Perhaps her spirit was possessed by the generations of women who came before her, my grandmother Bozorg, and her mother before her, stuck behind the four walls of their golden cage, little sparrows dying to get out and fly up in the sky, to freedom.

During my mother's hectic traveling schedule, I was left with Bozorg of course, given that a baby was not the most necessary travel accessory. My sharpest memory of my childhood in Iran remains to this day the color of my grandmother's kitchen tiles. They were a dark burgundy, like wine, a warm, comforting color.

I spent most of my time there, sitting on my high chair while Bozorg tended to her various kitchen duties. Enveloped by the sweet smell of cooking rice, warmed up by the heat generated by countless boiling pots and pans, it was not a bad place to be!

I remember Bozorg's face like in a dream, a luminescent oval surrounded by dark, wavy curls.
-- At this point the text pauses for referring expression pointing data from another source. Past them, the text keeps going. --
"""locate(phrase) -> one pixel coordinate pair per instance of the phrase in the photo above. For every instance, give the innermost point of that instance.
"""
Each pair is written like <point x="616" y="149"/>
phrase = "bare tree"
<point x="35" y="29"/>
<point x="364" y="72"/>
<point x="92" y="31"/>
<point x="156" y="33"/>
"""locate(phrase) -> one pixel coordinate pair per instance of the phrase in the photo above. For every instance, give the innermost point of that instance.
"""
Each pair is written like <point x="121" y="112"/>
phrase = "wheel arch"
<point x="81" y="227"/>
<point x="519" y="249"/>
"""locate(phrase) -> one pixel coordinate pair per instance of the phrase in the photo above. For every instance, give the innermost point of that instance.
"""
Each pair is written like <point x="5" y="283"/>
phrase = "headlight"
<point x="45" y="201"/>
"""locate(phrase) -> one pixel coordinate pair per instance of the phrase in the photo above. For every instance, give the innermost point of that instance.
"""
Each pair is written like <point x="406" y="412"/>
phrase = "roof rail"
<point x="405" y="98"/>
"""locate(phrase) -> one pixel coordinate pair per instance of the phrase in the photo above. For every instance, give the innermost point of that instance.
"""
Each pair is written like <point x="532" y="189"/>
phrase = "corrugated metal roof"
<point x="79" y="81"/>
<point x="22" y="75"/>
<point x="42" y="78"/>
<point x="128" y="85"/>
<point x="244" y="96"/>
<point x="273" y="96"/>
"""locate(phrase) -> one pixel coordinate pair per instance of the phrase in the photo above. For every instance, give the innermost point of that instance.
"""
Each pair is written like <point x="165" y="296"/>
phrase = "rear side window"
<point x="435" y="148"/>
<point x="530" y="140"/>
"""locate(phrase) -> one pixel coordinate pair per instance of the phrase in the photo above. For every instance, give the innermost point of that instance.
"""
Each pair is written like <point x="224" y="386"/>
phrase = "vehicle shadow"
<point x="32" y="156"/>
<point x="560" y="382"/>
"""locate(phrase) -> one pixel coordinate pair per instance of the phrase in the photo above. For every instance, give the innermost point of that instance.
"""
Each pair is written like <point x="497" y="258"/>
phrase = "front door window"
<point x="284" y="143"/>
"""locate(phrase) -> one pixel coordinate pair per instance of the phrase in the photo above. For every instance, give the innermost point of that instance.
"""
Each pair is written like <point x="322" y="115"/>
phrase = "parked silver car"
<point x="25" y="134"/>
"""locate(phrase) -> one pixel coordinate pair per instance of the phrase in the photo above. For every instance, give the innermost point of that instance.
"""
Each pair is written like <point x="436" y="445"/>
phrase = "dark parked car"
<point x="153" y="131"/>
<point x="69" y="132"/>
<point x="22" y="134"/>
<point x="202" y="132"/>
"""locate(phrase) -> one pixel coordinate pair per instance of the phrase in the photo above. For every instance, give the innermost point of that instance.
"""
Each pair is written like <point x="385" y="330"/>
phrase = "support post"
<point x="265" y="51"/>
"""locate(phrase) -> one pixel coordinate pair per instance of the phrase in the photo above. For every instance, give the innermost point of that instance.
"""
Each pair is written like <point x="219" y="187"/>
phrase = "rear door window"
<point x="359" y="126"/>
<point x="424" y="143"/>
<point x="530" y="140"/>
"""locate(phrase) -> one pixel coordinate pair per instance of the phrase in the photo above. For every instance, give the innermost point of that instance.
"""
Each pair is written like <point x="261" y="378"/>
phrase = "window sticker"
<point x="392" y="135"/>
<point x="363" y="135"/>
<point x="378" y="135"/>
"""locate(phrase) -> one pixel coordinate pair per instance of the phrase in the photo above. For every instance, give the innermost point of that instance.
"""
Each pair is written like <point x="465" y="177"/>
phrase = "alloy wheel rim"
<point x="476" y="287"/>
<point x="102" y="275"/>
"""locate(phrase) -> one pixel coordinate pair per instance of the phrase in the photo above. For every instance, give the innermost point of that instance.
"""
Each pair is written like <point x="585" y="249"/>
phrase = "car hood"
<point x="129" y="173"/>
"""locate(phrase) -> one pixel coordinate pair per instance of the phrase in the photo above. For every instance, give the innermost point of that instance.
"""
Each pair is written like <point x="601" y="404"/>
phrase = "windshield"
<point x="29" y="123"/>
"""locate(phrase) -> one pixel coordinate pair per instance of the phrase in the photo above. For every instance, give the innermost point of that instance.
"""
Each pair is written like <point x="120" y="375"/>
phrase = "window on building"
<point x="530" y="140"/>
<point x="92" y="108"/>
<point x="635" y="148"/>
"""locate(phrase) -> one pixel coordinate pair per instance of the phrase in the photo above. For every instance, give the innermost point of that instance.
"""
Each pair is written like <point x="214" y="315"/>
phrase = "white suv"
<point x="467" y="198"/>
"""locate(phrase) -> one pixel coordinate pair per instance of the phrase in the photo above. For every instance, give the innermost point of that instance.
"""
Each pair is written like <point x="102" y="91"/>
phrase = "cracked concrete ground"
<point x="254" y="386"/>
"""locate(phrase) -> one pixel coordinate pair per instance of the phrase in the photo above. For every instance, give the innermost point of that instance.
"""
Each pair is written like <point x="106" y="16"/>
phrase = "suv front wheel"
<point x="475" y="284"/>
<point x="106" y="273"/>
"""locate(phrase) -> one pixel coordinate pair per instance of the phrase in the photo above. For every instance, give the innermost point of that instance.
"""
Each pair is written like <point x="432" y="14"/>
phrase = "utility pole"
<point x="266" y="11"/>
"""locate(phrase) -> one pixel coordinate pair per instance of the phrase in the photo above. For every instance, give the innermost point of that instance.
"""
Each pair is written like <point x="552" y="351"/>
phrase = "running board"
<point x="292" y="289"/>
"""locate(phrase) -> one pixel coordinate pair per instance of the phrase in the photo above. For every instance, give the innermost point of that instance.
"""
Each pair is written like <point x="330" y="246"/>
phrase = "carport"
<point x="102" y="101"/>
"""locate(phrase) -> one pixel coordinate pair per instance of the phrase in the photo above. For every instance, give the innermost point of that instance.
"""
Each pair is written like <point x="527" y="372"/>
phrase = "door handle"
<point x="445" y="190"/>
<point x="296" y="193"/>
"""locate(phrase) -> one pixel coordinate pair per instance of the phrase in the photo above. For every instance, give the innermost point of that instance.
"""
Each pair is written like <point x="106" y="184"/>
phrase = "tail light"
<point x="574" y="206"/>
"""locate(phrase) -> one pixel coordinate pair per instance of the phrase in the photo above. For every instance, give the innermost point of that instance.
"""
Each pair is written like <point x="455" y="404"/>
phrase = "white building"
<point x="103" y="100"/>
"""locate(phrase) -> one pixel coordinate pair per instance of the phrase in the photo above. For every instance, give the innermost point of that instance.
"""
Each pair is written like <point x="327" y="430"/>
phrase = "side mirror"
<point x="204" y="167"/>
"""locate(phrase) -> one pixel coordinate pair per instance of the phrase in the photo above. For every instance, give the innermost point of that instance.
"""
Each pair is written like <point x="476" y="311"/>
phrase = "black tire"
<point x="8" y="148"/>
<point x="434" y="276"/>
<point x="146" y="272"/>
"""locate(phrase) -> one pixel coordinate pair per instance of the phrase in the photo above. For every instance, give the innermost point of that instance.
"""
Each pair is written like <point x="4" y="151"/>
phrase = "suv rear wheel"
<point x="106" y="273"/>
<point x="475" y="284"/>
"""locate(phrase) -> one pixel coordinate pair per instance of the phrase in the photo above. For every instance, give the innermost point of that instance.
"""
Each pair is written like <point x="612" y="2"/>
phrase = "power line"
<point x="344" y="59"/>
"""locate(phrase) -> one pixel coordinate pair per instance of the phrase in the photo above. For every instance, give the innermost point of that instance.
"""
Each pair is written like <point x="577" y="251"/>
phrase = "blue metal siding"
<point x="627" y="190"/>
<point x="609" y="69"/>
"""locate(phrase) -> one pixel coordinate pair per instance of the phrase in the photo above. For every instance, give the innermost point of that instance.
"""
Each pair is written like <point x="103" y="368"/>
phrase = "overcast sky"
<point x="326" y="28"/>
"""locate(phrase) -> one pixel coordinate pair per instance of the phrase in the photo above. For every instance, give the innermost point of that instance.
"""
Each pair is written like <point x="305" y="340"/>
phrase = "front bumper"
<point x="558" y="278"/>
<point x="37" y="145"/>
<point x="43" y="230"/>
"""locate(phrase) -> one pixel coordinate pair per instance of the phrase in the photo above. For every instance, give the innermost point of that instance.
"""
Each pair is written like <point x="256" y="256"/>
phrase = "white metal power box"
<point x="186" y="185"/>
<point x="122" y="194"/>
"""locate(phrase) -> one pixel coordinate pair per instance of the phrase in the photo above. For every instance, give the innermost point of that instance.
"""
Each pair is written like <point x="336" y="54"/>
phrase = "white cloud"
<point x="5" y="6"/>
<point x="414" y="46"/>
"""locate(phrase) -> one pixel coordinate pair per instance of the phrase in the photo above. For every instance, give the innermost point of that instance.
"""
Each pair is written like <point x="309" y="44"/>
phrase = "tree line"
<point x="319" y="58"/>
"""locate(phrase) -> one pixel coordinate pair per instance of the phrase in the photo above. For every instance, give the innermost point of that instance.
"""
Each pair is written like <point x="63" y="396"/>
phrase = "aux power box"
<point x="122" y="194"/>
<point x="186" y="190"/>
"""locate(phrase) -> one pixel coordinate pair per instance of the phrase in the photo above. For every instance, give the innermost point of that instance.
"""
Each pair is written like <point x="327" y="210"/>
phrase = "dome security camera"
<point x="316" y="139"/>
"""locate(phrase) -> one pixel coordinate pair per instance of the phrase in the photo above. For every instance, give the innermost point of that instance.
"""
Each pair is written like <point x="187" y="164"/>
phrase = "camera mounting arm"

Her face was so beautiful, all white and soft, like cotton. Her smile was so reassuring. She was the unwavering, constant maternal presence in my early life.

When my mother came back to Iran, on a temporary break from her world tour, I did not recognize her when she tried to hold me in her arms. Crying and screaming, I wanted to be let back into Bozorg's familiar bosom.

My mother was crushed and decided that the next time she would pack her bags for travel, she would take me with her, baby or no baby. So at the age of three, I embarked on my first journey outside of the comfortable cocoon of Bozorg's kitchen.

I was probably around the same age that Bozorg was when she engaged in the first decisive journey of her life, from her native Hamedan to the Iranian capital Tehran. What I could not realize at the time is that, like Bozorg, I would never sail back again to my native abode. What was supposed to be a temporary trip turned out to be the beginning of an endless exile for my family. The year was 1979.